Menurut Aza, akses semakin terbatas karena masyarakat luar yang ingin parkir di UGM harus membayar Rp 1000 untuk sepeda motor dan Rp 2000 untuk mobil.Sebelumnya, kebijakan ini memicu kontroversi ketika beberapa media massa memberitakan mengenai parkir berbayar di UGM.
Aksi demonstrasi ini sempat memunculkan ketegangan ketika Satuan Keamanan dan Keselamatan Kampus (SKKK) menghalang-halangi mahasiswa yang ingin masuk ke Gedung Pusat. Namun, belum sempat terjadi bentrokan, pihak rektorat kemudian mengizinkan kepada para mahasiswa untuk masuk ke Gedung Pusat. Diwakili oleh Direktur Pengelolaan dan Pemeliharaan Aset, Dr.Ing Singgih Hawibowo, pihak rektorat dan mahasiswa melakukan dialog selama 30 menit.

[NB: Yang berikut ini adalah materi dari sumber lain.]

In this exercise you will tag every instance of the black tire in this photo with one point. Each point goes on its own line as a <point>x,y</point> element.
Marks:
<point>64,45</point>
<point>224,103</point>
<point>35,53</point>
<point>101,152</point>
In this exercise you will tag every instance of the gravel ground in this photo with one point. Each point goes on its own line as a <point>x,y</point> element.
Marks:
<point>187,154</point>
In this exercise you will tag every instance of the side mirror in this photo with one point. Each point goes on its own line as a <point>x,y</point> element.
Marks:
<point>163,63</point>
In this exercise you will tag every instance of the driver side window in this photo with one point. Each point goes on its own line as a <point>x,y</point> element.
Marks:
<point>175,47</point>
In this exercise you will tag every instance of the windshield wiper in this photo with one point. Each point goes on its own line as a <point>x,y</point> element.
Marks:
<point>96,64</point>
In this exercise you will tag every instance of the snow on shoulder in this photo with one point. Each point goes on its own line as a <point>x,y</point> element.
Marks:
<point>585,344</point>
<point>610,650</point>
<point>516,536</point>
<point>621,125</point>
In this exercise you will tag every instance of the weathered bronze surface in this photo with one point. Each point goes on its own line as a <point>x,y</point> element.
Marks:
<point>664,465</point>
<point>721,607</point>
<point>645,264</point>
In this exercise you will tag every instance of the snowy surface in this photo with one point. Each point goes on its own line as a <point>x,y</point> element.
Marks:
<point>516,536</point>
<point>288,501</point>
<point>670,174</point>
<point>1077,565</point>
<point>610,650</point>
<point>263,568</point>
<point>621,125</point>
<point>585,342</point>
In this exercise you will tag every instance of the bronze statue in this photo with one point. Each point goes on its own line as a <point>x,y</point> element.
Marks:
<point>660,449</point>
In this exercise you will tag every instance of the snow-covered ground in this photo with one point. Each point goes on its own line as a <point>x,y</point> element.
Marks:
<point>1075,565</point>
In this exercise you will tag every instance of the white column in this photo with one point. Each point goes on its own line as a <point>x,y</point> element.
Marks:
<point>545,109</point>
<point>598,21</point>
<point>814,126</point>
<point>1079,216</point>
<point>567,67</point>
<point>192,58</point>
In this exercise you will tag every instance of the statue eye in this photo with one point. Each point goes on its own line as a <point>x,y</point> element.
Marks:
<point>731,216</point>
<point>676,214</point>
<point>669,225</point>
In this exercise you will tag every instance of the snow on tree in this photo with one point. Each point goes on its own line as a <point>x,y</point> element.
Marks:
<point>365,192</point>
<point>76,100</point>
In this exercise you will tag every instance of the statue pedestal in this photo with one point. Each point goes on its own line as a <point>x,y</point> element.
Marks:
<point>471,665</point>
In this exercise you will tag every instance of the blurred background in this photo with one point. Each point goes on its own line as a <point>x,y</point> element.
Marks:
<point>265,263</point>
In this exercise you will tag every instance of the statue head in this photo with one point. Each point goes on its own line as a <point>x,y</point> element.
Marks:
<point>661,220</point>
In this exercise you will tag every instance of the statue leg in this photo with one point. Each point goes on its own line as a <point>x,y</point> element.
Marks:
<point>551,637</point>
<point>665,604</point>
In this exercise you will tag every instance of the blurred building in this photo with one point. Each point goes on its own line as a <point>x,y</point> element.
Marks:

Pihak rektorat sendiri membantah jika KIK ini menjadi bentuk dari adanya komersialisasi kampus. Seperti disebutkan Singgih, kebijakan ini justru diperlakukan untuk mengurangi tindak kejahatan yang dilakukan di dalam kampus. Selain itu juga untuk mengendalikan jumlah kendaraan di UGM yang setiap tahun semakin bertambah banyak. Namun, tidak hanya bagi masyarakat umum, mahasiswa pun diharuskan membayar untuk mendapatkan KIK. “Bagi mahasiswa angkatan setelah 2009/2010, pembuatan KIK akan dikenakan disinsentif tahunan sebesar Rp200.000 per tahun untuk mobil dan Rp50.000 per tahun untuk motor (jika memiliki lebih dari 1 motor),” tegas Singgih. [Wisnu]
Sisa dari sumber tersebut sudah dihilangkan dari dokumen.